Does anyone have advice about accessible ramps in bildings?


----------



## StillSurfing (Mar 20, 2012)

What would you like to know Mabel?

In the UK, nearly all shops, offices and public buildings have to offer access to the disabled. This being in the form of ramps/lifts etc.

There are also a number of charities that assist with extra accessibility needed at home. This can be in the form of walk in showers, stairlifts etc.

A neighbour recently had the kerb outside his house lowered for ease of access to his vehicle.


----------



## jeremygolan (Mar 20, 2012)

im not sure about where you all live but here all government offices must have accessible entrances. as well most restaurants have ramps. they know that if someone can get it they are loosing business!


----------



## silverback5 (Mar 20, 2012)

I live in Manitoba and most buildings here are accessible for people with disabilities. The only exceptions are some apartment blocks and businesses in the older parts of town. If you're a business owner, I think it's prudent to make your building accessible to those with disabilities.


----------



## AlbertC (Mar 21, 2012)

Hi Mabel, 

Our church has recently been through a whole slew of consultations and information gathering sessions finding out about accessible ramps. They're more expensive to install than you'd think; there is a lot of government regulation with a lot of requirements. In Ontaio where we are, you can read up on the new regulations here: http://www.mcss.gov.on.ca/en/mcss/programs/accessibility/

The good news is that for people with accesibility difficulties, a LOT more buildings and services will now be accessible. The bad news is that small organizations are facing big bills to meet the requriements. In the end though we found that some members of our congregation with contracting experience could do the work and meet the code, but, half the battle was just figuring out the documents that say what's necessary!


----------



## Buster'sGrandad (Mar 21, 2012)

I can't say I'm there yet, but I greet each ramp with a silent "there but for the grace of God". I've started noticing when buildings have a lot of steps with seemingly no access for wheelchairs.
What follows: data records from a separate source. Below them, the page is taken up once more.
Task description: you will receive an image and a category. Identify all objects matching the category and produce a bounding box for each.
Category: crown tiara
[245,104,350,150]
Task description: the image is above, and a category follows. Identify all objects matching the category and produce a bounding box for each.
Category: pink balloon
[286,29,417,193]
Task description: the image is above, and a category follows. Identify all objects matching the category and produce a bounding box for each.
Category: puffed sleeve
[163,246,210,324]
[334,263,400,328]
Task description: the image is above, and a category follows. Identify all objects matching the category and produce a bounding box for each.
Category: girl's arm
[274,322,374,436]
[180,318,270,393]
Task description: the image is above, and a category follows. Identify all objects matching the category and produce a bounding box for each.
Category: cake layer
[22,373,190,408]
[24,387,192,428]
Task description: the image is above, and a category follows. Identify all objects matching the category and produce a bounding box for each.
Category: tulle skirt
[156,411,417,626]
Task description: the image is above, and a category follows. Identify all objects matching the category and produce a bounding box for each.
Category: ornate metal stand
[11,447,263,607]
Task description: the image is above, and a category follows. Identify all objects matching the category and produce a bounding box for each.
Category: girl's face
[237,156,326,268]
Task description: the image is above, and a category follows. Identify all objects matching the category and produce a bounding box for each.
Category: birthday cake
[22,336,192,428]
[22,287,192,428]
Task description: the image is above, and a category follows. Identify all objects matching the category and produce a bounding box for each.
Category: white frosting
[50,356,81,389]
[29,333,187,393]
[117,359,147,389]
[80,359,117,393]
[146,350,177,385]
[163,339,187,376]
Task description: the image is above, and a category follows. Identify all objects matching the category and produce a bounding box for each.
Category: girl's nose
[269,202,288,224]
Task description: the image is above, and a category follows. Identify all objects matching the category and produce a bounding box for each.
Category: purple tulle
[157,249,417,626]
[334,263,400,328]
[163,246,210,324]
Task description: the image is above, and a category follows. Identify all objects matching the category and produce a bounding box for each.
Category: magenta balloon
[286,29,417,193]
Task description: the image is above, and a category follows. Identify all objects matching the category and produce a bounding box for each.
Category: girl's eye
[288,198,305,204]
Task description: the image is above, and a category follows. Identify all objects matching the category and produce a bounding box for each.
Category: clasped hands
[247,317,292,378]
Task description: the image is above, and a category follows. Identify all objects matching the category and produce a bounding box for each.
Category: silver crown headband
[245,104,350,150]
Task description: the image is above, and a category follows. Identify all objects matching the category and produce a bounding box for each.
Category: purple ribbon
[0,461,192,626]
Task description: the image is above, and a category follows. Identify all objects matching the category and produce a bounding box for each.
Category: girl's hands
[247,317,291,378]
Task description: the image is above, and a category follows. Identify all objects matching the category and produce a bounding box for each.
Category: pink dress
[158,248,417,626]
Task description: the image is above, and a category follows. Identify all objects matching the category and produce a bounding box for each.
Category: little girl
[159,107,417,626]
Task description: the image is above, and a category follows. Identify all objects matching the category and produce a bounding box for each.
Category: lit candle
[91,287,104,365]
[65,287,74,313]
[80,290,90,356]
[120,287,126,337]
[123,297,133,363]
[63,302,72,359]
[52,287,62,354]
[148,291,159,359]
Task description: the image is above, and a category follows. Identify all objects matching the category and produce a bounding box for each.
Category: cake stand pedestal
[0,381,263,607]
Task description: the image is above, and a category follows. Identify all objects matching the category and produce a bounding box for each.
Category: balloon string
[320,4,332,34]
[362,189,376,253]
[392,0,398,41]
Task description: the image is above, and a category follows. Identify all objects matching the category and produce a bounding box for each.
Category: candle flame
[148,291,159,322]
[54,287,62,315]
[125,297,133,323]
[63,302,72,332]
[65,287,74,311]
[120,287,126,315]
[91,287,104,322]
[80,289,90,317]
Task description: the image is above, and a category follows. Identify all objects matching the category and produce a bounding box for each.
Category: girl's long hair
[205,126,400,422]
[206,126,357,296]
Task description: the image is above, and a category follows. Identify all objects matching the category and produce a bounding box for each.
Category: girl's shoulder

I think it's cruel and should be changed with simple and effective local legislation.


----------



## Elzee (Oct 29, 2012)

I think most buildings have accessible ramps. Some tourist places do say if they do NOT have ramps, especially if they are historical sites and it is impossible to install a ramp. It seems that it is indeed a lot easier for those who need accessible ramps to be able to get around. I would check online if you plan to visit places.


----------